ABA Model Rule 8.4(g) Efforts in Wyoming
Status of Action in Wyoming
No known active consideration of ABA Model Rule 8.4(g) at this time. We are actively monitoring the situation and will post updates as they become available.
Current Rule 8.4 Misconduct
It is professional misconduct for a lawyer to:
(a) violate or attempt to violate the Rules of Professional Conduct, knowingly assist or induce another to do so, or do so through the acts of another;
(b) commit a criminal act that reflects adversely on the lawyer’s honesty, trustworthiness or fitness as a lawyer in other respects;
(c) engage in conduct involving dishonesty, fraud, deceit or misrepresentation;
(d) engage in conduct that is prejudicial to the administration of justice;
(e) state or imply an ability to influence improperly a government agency or official or to achieve results by means that violate the Rules of Professional Conduct or other law;
(f) knowingly assist a judge or judicial officer in conduct that is a violation of applicable rules of judicial conduct or other law; or
(g) knowingly employ or continue to employ or contract with any person in the practice of law who has been disbarred or is under suspension from the practice of law by any jurisdiction, or is incapacitated status or on disability inactive status by any jurisdiction. The prohibition of this rule extends to the employment of or contracting for the services of such disbarred or suspended person in any position or capacity (including but not limited to as an employee, independent contractor, paralegal, secretary, investigator or consultant) which is directly or indirectly related to the practice of law as defined by Rule 7(b), Rules Governing the Wyoming State Bar and the Authorized Practice of Law, whether or not compensation is paid.

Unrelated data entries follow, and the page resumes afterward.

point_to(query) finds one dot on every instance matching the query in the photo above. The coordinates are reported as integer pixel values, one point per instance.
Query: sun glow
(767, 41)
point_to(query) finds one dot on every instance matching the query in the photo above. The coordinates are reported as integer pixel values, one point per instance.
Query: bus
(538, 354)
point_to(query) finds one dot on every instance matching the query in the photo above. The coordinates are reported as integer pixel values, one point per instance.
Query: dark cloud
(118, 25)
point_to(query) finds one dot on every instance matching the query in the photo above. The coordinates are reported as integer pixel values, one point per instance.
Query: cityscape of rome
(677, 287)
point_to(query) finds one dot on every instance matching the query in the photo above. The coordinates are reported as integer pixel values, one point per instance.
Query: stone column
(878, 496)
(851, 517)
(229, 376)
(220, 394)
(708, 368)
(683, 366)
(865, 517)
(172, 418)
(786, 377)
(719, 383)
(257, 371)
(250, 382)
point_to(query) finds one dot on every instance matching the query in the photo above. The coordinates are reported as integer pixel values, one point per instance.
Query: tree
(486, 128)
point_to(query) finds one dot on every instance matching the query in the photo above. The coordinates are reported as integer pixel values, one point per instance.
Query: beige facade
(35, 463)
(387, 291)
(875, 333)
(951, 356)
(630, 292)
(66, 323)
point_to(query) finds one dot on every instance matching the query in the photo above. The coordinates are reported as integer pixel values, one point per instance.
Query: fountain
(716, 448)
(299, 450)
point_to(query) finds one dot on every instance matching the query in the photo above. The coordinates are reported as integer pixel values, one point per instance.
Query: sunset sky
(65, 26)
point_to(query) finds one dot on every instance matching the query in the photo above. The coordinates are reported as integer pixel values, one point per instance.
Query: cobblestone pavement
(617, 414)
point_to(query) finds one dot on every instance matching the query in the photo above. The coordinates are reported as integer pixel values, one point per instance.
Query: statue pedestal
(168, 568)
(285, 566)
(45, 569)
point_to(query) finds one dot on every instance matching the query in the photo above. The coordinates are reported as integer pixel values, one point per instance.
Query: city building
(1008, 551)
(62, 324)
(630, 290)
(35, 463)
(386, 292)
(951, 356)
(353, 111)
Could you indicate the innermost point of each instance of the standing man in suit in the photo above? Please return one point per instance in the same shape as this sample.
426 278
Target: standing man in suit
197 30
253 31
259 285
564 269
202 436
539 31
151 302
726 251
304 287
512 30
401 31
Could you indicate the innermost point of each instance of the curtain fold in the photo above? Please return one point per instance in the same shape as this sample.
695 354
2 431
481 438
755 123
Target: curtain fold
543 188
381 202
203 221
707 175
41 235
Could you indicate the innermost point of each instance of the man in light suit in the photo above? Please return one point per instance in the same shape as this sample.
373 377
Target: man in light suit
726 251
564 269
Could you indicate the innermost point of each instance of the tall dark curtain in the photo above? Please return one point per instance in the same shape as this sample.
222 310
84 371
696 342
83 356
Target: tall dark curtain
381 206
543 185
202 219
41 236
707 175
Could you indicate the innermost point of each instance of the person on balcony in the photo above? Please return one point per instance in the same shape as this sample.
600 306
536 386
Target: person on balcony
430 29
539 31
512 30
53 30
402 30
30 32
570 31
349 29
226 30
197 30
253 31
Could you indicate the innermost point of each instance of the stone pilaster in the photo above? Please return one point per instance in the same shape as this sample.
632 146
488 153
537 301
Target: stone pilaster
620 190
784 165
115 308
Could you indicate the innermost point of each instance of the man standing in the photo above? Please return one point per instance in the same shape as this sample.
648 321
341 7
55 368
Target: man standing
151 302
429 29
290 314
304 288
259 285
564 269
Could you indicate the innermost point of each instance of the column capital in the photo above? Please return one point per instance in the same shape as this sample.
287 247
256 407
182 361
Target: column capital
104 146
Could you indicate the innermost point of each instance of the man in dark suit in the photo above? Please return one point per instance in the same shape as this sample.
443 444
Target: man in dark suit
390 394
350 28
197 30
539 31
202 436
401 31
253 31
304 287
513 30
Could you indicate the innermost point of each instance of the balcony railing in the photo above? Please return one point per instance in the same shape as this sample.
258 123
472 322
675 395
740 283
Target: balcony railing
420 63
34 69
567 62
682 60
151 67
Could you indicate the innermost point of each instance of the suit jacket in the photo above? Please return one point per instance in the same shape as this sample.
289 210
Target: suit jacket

 Lawyers are subject to discipline when they violate or attempt to violate the Rules of Professional Conduct, knowingly assist or induce another to do so or do so through the acts of another, as when they request or instruct an agent to do so on the lawyer’s behalf. Paragraph (a), however, does not prohibit a lawyer from advising a client concerning action the client is legally entitled to take.
 Many kinds of illegal conduct reflect adversely on fitness to practice law, such as offenses involving fraud and the offense of willful failure to file an income tax return. However, some kinds of offenses carry no such implication. Traditionally, the distinction was drawn in terms of offenses involving ‘‘moral turpitude.’’ That concept can be construed to include offenses concerning some matters of personal morality, such as adultery and comparable offenses, that have no specific connection to fitness for the practice of law. Although a lawyer is personally answerable to the entire criminal law, a lawyer should be professionally answerable only for offenses that indicate lack of those characteristics relevant to law practice. Offenses involving violence, dishonesty, breach of trust, or serious interference with the administration of justice are in that category. A pattern of repeated offenses, even ones of minor significance when considered separately, can indicate indifference to legal obligation.
 A lawyer who, in the course of representing a client, knowingly manifests by words or conduct, bias or prejudice based upon race, sex, religion, national origin, disability, age, sexual orientation or socioeconomic status, violates paragraph (d) when such actions are prejudicial to the administration of justice. Legitimate advocacy respecting the foregoing factors does not violate paragraph (d). A trial judge’s finding that peremptory challenges were exercised on a discriminatory basis does not alone establish a violation of this rule.
 A lawyer may refuse to comply with an obligation imposed by law upon a good faith belief that no valid obligation exists. The provisions of Rule 1.2(d) concerning a good faith challenge to the validity, scope, meaning or application of the law apply to challenges of legal regulation of the practice of law.
 Lawyers holding public office assume legal responsibilities going beyond those of other citizens. A lawyer’s abuse of public office can suggest an inability to fulfill the professional role of lawyers. The same is true of abuse of positions of private trust such as trustee, executor, administrator, guardian, agent and officer, director or manager of a corporation or other organization.
Amended February 7, 1997, effective April 23, 1997; amended April 11, 2006, effective July 1, 2006; amended August 5, 2014, effective October 6, 2014.